Kartal, 20 günlükken kalbine bir mikrop girdi. Kalp yetmezliği teşhisi kondu. Daha evine gidemeden yoğun bakıma alındı.
Tedavilere olumlu yanıt vermedi. Durumu giderek ağırlaşınca tek seçenek kaldı: Kalp nakli. Gel gör ki, Türkiye’de bebeklere kalp nakli yapılamıyordu.
Kartal, Almanya’daki bir hastane tarafından kabul edildi. Ailesi son kuruşuna kadar imkanlarını kullanmıştı ama bir yerden sonra onların da gücü kalmamıştı. Annesi son çare sosyal medya hesabına sarıldı: “Sigortamız olmadığı ve Almanya vatandaşı olmadığımız için Kartal’ın kalp nakli sırasına girip ameliyat olması için 1 milyon 100 bin Euro’ya ihtiyacımız var. Oğlumun acilen kalp nakli olması gerekiyor. Bize yardım edin.”
★
Bugüne kadar Türkiye’de sosyal medyanın birilerini linç etmek - yok etmek için kullanıldığına çok şahitlik etmiştik.
Ama bu sefer farklı oldu. İlk kez sosyal medya bir insanın yok olmamasına, hayata tutunmasına vesile oldu.
İlk kez sosyal medya ayrışmanın değil, birleşmenin-kenetlenmenin aracı oldu.
Minik Kartal’a ilk destek Beşiktaş kulübünden geldi... Ardından sanatçılar, gazeteciler, spor kulüpleri, holdingler...
Bir ülke minik bebeği yaşatmak için adeta seferberlik ilan etti.
★
Ve dün Kartal’ın annesi, daha duyuruyu yapalı 24 saat olmadan müjdeli haberi ağlayarak verdi: “Mucize gerçekleşti, para toplandı.”
★
Meğer ne çok hasret kalmışız iyi şeyler görmeye, güzel haberler duymaya...

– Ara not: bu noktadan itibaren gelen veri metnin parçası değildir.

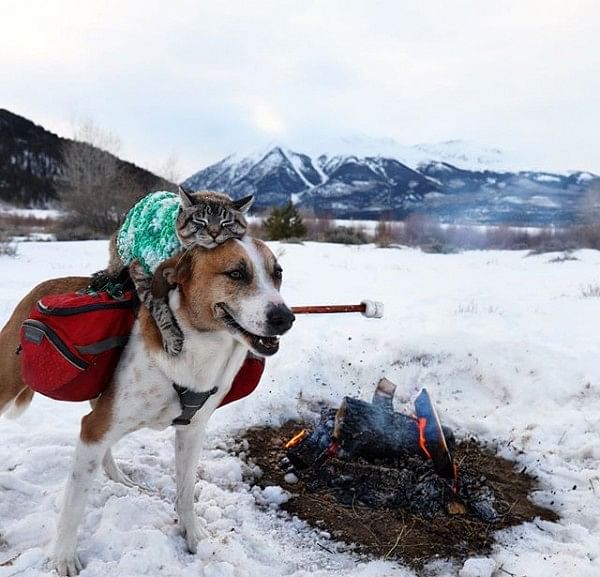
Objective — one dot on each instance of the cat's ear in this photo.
(243, 204)
(185, 196)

Bir millet küçücük bir bebeğe el uzatırken, hayata tutunan sadece 10 aylık Kartal bebek değil, hepimizdik.
Kartal’a uzanan milyonlarca gönüllü el gösterdi ki, burası aslında bu güzel kalpli insanların ülkesi...
Bu toprakların, bu milletin, bu ülkenin bir parçası olabilen herkese, hepimize ne mutlu.